Before we look at Clairaut's Theorem, let's first find the second partial derivatives of the function $z = x^3y + 2xy^2$. To do so, we will begin by finding the first partial derivatives. We note that $\frac{\partial z}{\partial x} = 3x^2y + 2y^2$, and $\frac{\partial z}{\partial y} = x^3 + 4xy$. The four second partial derivatives of are $\frac{\partial^2 z}{\partial x^2} = 6xy$, $\frac{\partial ^2 z}{\partial y \partial x} = 3x^2 + 4y$, $\frac{\partial^2 z}{\partial x \partial y} = 3x^2 + 4y$, and $\frac{\partial^2 z}{\partial y^2} = 4x$.

Notice that $\frac{\partial^2 z}{\partial y \partial x} = 3x^2 + 4y = \frac{\partial ^2 z}{\partial x \partial y}$.

Theorem 1 (Clairaut's Theorem): Let $z = f(x,y)$ be a two variable real-valued function that is defined on a disk $\mathcal D$ that contains the point $(a,b)$. Then if $\frac{\partial^2 z}{\partial y \partial x}$ and $\frac{\partial z^2}{\partial x \partial y}$ are continuous on $\mathcal D$ then $\frac{\partial^2 z}{\partial y \partial x} = \frac{\partial^2 z}{\partial x \partial y}$. |

We now have a condition to greatly reduce our work when computing second partial derivatives provided that they are both continuous on a disk $\mathcal D$ containing such a point.

More generally, if $z = f(x, y)$ is continuous for all of $\mathbb{R}^2$ and so is $\frac{\partial^2 z}{\partial y \partial x}$ and $\frac{\partial ^2 z}{\partial x \partial y}$ then $\frac{\partial ^2 z}{\partial y \partial x} = \frac{\partial ^2 z}{\partial x \partial y}$.

Theorem 1 above can also be generalized for real-valued functions of several variables and for even higher order partial derivatives.

## Example 1

**Let $f(x, y) = xe^x y^3 \cos y$. Find all second partial derivatives for $f$.**

First let's compute the first partial derivatives.
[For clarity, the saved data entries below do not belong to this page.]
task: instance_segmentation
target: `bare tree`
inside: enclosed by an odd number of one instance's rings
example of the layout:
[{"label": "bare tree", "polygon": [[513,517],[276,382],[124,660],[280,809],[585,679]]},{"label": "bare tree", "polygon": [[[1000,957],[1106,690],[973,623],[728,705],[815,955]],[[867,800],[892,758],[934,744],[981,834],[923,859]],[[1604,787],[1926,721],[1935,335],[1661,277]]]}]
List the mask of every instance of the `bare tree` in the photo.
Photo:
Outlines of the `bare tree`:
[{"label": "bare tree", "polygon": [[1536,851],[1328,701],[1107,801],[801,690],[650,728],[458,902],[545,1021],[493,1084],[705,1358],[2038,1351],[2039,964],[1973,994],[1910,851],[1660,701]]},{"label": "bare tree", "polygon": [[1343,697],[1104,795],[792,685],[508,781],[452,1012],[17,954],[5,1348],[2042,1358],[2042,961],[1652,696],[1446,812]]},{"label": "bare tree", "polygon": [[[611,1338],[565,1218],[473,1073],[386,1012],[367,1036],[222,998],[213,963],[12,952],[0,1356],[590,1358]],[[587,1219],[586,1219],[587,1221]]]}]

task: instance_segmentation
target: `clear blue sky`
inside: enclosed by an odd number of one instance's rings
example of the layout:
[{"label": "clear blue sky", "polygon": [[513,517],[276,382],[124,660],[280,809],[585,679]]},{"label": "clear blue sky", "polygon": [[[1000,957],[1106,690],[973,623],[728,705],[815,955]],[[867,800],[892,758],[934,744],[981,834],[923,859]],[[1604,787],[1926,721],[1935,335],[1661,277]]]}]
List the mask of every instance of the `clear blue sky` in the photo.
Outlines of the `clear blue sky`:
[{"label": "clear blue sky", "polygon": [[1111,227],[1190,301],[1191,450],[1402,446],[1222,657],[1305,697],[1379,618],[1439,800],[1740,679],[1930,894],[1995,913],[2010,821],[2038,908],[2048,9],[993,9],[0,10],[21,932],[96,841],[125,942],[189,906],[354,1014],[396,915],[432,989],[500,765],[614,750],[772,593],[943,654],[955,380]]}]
We note that $\frac{\partial f}{\partial x} = (e^x + xe^x) y^3 \cos y$, and $\frac{\partial f}{\partial y} = xe^x(3y^2 \cos y - y^3 \sin y)$.

So we have that $\frac{\partial^2 f}{\partial x^2} = e^xy^3 \cos y +(e^x + xe^x) y^3 \cos y$.

Now $\frac{\partial^2 f}{\partial y \partial x} = (e^x + xe^x)(3y^2 \cos y - y^3 \sin y)$. In computing $\frac{\partial^2 f}{\partial x \partial y}$, notice that $f(x,y)$ is a continuous two variable real-valued function since each component of the product is continuous. Therefore by Clairaut's Theorem, $\frac{\partial ^2 f}{\partial x \partial y} = (e^x + xe^x)(3y^2 \cos y - y^3 \sin y)$.

Now lastly, $\frac{\partial^2 f}{\partial y^2} = xe^x([6y \cos y - 3y^2 \sin y] - [3y^2 \sin y + y^3 \cos y])$.